I just finished shucking corn on the back porch. The ribs for dinner are on the grill. The smell penetrates the neighborhood. It smells like home. Like my Dad’s cooking.
I can hear thunder rolling in the distance as a small storm moves this way. There is hope it will cool off this hot sticky day.
Fat drops of rain pinging on the roof and off the gutters. Easy rolling thunder.
Summer on the small back porch.
A child, once terrified of the smallest of storms, sits. Watching. Waiting. Quietly.
It could be any day, but it’s the Fourth of July.
A small town, middle-America, Forth of July.
Earlier in the day there was a neighborhood bike parade.
Hot. Sweaty. Dirty. Happy children filled with laughter. They are hungry, but they keep on playing outside in the July heat. Four year olds and thirteen year olds, playing.
It reminds me of my childhood. Celebrations in America without politics. Divisions. Anger. Hurt.

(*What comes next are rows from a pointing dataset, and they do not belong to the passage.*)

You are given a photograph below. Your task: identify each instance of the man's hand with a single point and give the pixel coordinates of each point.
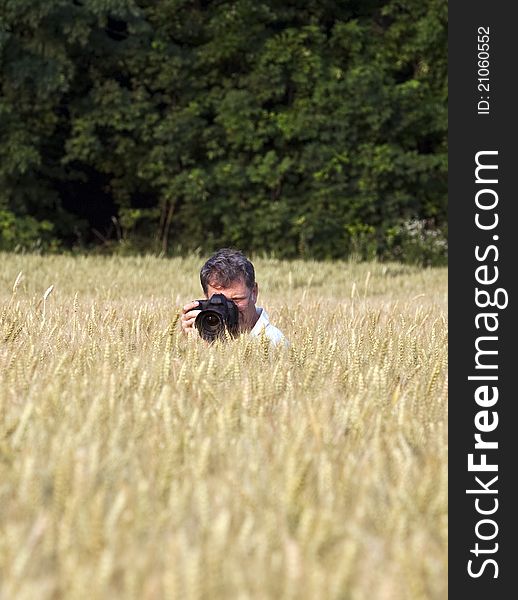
(189, 316)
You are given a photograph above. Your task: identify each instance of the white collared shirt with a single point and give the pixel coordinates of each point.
(272, 333)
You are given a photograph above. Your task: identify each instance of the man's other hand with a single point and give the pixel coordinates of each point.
(189, 316)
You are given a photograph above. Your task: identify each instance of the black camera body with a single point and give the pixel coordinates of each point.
(218, 314)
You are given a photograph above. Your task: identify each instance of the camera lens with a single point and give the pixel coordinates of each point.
(211, 321)
(210, 324)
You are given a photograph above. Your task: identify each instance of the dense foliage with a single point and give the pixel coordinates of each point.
(301, 128)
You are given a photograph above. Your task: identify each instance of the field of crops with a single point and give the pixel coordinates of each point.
(138, 463)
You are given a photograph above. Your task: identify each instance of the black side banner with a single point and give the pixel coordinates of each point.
(483, 267)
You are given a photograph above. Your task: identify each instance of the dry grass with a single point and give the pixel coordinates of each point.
(135, 463)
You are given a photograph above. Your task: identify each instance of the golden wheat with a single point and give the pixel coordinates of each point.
(137, 463)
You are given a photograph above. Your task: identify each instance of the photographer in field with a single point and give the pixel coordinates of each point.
(228, 281)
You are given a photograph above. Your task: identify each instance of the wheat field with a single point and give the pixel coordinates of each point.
(137, 463)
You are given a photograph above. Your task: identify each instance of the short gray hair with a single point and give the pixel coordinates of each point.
(225, 267)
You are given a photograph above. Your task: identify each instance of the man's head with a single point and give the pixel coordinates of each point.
(229, 272)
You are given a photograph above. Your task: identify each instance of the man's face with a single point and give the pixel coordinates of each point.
(244, 298)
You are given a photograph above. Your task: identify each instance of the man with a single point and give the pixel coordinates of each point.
(230, 273)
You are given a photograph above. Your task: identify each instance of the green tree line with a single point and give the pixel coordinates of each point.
(300, 128)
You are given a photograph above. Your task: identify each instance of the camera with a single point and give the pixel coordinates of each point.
(218, 314)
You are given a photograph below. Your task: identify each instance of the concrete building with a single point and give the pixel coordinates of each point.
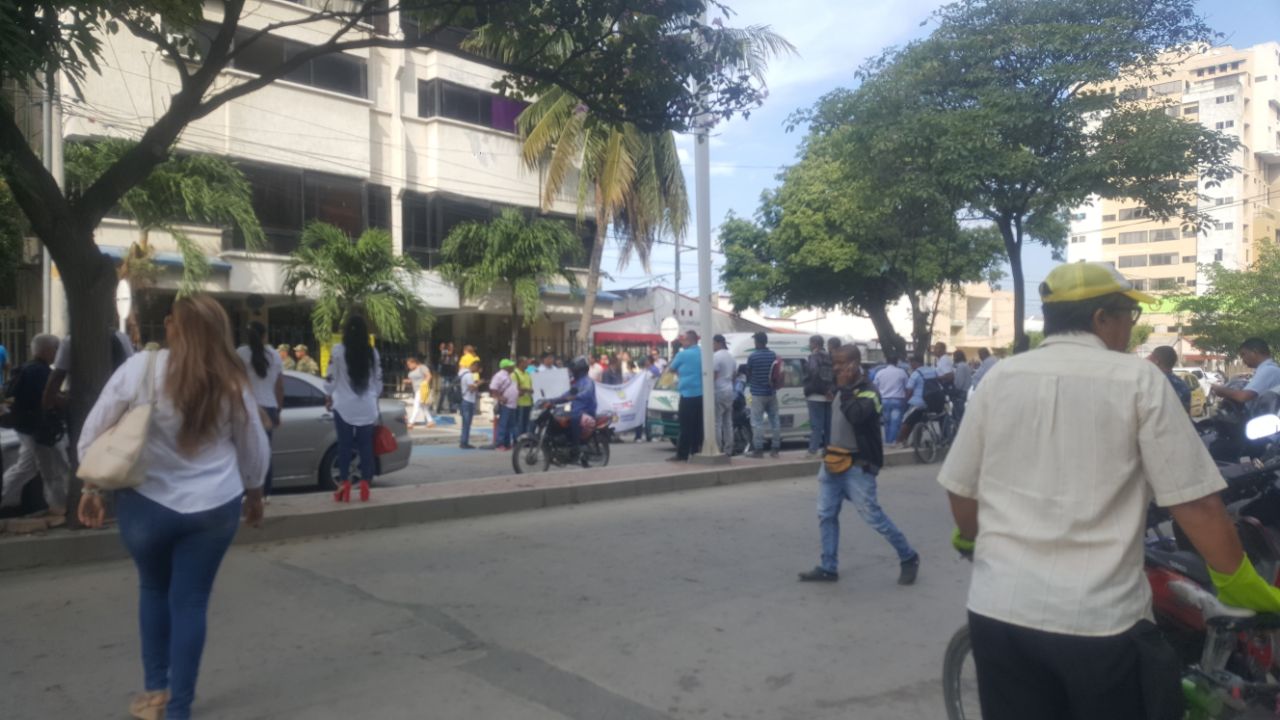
(412, 141)
(1229, 90)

Sure it was there. Behind the scenes. But it didn’t dominate. Take over. Ruin. Sadden.
We took our kids to the retirement home to lead a patriotic sing-along with the residents. Songs of my childhood. Songs I know by heart, but now need to teach to my children. I have forgotten to teach them these songs. There are more songs I need to teach them.
Six to ninety-something years old. All singing.
Back at home after the evening meal of ribs, freshly shucked local corn, baked beans, lemonade and a cheese cream pie to come, we head outside to light fireworks that don’t leave the ground. Only smoke in different colors.
The same girl terrified of storms, holds a small sparkler for the first time in years. Fears turn softer, slowly turing into joy.
“Can I have another?”
“I’ll hold two this time.”
Fear slowly turns to … freedom.
Freedom to be a child.
To play all day outside.
To not be scared.
To be adventurous.
Freedom to be a child on the fourth, and every other day.